The Pass premiered in the 2022 Cannes Film Festival’s La Cinef program before becoming a Vimeo Staff Pick and New Yorker selection. It also attracted the interest of French production company Yukunkun Productions, which provided funding for Ginsberg’s newest short, the 2025 SXSW-premiering WassupKaylee.
After two acclaimed shorts, Ginsberg is moving on to features. Her current script is The Mirex, winner of the 2025 Melissa Mathison Award at the HamptonsFilm Screenwriting Lab, about a grief-stricken college student who finds further trauma in the world of a live-action role-playing game.
Mariano Dongo
Born in Lima, Peru, Mariano Dongo says his interest in film began by watching movies with his mother, whom he describes as “an accidental cinephile.” During this time, he would frequent Lima’s bootleg DVD shops, where he was exposed to films by Robert Downey Sr. and Jim Jarmusch. After graduating from Emerson College, he became a development intern at Darren Aronofsky’s Protozoa Pictures. “I had to read [a large historical] biography and give coverage on it.

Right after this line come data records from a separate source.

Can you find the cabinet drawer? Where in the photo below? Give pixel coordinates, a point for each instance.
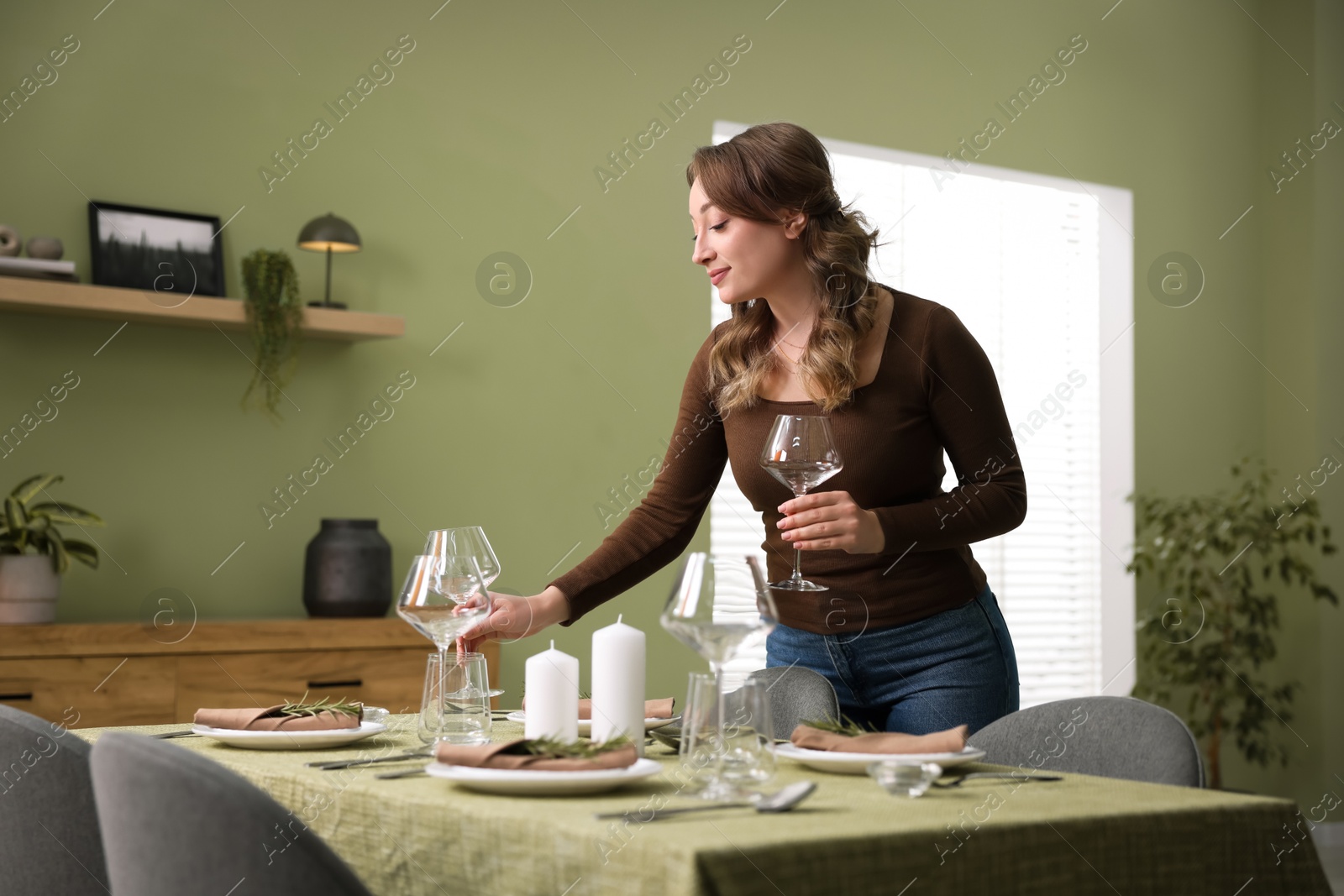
(390, 679)
(85, 692)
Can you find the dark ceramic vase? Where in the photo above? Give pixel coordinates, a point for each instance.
(349, 570)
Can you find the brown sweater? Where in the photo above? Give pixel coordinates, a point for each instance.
(934, 391)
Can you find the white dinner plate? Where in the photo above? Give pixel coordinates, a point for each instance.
(291, 739)
(522, 782)
(857, 763)
(586, 725)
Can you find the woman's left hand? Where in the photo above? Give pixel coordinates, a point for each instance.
(831, 521)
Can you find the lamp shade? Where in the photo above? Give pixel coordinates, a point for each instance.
(329, 233)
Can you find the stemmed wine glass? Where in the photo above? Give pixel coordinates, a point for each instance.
(467, 539)
(801, 453)
(719, 605)
(444, 597)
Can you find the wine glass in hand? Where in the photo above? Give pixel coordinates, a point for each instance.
(801, 453)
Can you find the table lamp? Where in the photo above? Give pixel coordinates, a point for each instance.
(328, 234)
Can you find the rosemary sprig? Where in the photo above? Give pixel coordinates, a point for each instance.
(553, 748)
(326, 705)
(844, 726)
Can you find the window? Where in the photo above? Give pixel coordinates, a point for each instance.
(1039, 269)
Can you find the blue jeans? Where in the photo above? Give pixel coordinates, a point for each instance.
(954, 667)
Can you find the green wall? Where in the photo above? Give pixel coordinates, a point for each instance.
(487, 140)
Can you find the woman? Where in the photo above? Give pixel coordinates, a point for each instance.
(909, 631)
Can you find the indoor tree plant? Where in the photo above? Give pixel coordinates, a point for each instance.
(34, 553)
(275, 322)
(1215, 558)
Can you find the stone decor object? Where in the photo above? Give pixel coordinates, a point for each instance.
(349, 570)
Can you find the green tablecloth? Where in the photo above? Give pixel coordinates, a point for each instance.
(1082, 835)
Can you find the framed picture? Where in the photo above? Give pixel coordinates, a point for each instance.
(158, 250)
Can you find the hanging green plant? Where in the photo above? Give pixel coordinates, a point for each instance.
(275, 322)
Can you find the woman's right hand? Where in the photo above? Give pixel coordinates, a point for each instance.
(515, 617)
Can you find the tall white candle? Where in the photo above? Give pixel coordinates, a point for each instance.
(553, 696)
(618, 684)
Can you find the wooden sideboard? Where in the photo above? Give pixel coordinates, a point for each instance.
(124, 673)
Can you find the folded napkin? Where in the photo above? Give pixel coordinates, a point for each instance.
(269, 719)
(951, 741)
(652, 708)
(515, 757)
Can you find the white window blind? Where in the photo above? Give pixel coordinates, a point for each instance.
(1021, 259)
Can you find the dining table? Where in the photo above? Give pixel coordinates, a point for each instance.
(1079, 835)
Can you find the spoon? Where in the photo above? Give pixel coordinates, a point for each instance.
(783, 801)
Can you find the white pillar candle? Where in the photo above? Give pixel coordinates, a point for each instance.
(618, 684)
(553, 696)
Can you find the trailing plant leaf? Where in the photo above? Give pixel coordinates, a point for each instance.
(30, 488)
(275, 322)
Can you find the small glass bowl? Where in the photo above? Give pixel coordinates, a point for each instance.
(905, 778)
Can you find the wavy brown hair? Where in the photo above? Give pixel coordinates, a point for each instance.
(768, 174)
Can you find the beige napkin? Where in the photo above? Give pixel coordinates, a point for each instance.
(268, 720)
(512, 755)
(951, 741)
(652, 708)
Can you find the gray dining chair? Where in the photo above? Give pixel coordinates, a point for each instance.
(49, 829)
(178, 822)
(797, 694)
(1108, 736)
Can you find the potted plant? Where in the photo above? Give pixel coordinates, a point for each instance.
(275, 322)
(34, 553)
(1214, 557)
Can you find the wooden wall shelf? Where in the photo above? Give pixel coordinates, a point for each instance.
(35, 296)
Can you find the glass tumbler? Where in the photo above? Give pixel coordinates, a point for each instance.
(699, 747)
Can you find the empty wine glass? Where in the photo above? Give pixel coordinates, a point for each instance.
(461, 540)
(718, 606)
(801, 453)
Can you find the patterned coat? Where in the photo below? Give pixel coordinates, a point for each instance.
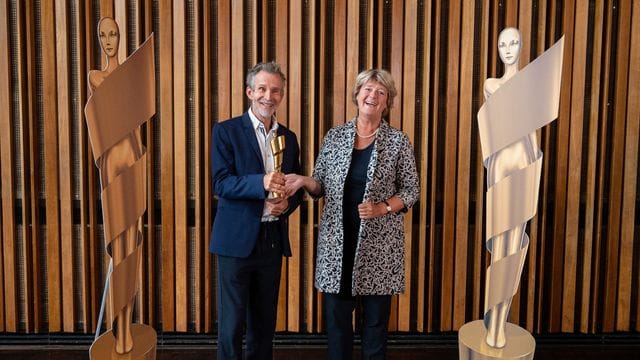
(379, 260)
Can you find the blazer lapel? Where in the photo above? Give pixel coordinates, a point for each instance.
(250, 133)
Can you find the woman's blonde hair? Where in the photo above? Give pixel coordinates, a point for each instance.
(381, 76)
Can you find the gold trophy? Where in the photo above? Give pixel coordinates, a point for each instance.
(122, 98)
(277, 149)
(516, 106)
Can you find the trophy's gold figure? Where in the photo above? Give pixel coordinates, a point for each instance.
(508, 122)
(501, 164)
(120, 156)
(277, 149)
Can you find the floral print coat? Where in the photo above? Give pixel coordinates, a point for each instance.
(379, 260)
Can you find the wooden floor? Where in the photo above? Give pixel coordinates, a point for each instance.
(545, 352)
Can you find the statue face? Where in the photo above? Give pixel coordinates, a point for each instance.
(509, 46)
(109, 36)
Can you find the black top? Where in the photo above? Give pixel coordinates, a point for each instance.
(354, 186)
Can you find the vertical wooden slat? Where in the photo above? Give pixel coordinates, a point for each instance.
(603, 116)
(338, 100)
(81, 84)
(352, 57)
(65, 176)
(397, 52)
(591, 181)
(575, 162)
(578, 274)
(614, 317)
(630, 179)
(199, 250)
(237, 48)
(307, 145)
(315, 298)
(560, 200)
(224, 60)
(281, 57)
(464, 165)
(180, 150)
(450, 148)
(167, 165)
(294, 94)
(433, 197)
(541, 221)
(22, 87)
(48, 53)
(395, 115)
(408, 106)
(207, 89)
(423, 161)
(616, 173)
(8, 265)
(479, 242)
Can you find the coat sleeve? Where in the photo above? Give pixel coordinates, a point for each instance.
(407, 181)
(227, 182)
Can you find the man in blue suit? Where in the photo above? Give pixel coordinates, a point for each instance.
(250, 231)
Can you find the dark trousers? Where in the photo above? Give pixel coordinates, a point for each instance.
(375, 319)
(248, 290)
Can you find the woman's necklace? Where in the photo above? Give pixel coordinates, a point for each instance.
(366, 136)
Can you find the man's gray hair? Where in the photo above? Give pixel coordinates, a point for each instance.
(271, 67)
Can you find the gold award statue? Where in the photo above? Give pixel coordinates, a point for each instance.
(516, 106)
(122, 98)
(277, 149)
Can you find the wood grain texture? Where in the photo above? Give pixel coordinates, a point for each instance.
(581, 274)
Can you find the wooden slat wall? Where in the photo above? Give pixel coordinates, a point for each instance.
(583, 268)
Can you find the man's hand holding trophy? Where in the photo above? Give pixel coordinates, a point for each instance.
(277, 149)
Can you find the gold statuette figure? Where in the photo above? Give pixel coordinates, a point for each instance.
(122, 98)
(277, 149)
(517, 104)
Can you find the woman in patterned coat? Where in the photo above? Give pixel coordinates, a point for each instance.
(366, 172)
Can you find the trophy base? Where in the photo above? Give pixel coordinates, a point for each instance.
(144, 345)
(472, 344)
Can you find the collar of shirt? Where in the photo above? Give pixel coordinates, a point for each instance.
(267, 157)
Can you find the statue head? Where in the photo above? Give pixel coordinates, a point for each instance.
(109, 36)
(509, 45)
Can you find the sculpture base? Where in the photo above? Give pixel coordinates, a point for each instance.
(144, 345)
(472, 344)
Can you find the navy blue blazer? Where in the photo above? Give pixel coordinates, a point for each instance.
(238, 172)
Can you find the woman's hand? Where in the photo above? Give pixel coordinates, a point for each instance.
(370, 210)
(293, 183)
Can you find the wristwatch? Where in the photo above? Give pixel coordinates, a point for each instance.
(387, 206)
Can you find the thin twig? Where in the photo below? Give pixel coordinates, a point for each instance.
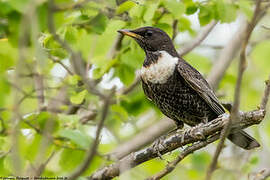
(266, 94)
(262, 175)
(175, 31)
(39, 88)
(93, 148)
(202, 35)
(176, 140)
(146, 136)
(55, 60)
(188, 150)
(237, 93)
(76, 60)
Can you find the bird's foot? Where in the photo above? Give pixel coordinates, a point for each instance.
(156, 146)
(194, 132)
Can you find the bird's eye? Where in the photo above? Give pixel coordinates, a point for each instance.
(148, 33)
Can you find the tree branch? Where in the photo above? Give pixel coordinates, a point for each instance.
(237, 93)
(93, 147)
(175, 141)
(188, 150)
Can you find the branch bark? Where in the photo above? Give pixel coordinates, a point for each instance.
(175, 140)
(237, 93)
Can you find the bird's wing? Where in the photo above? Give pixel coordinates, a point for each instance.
(196, 81)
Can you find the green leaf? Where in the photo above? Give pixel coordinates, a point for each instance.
(77, 137)
(73, 80)
(70, 159)
(225, 12)
(78, 98)
(125, 7)
(101, 70)
(8, 55)
(150, 12)
(121, 111)
(184, 24)
(98, 24)
(175, 7)
(261, 56)
(71, 34)
(205, 15)
(191, 7)
(91, 9)
(246, 7)
(20, 5)
(4, 89)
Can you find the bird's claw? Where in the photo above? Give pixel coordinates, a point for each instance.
(156, 146)
(193, 132)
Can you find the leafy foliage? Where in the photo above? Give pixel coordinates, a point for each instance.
(63, 120)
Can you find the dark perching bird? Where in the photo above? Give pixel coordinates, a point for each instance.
(178, 89)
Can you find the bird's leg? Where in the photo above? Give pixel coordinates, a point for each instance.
(193, 133)
(157, 143)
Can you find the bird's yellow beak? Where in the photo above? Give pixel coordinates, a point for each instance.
(129, 33)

I’m unsure whether [they were] just trying to keep me busy, but there was something about reading a voluminous [account] of a big person and imagining it in film form in an office full of film posters that I really loved.”
He eventually matriculated into NYU’s MFA film program, where he studied under Alexandre Rockwell, who “really instilled in us [a desire] to follow our fascination and [the belief that] that a good film is made when everything else is messy and there’s one diamond in there. It’s not necessarily when the whole thing is shiny.” Dongo eventually produced Rockwell’s most recent feature, Lump.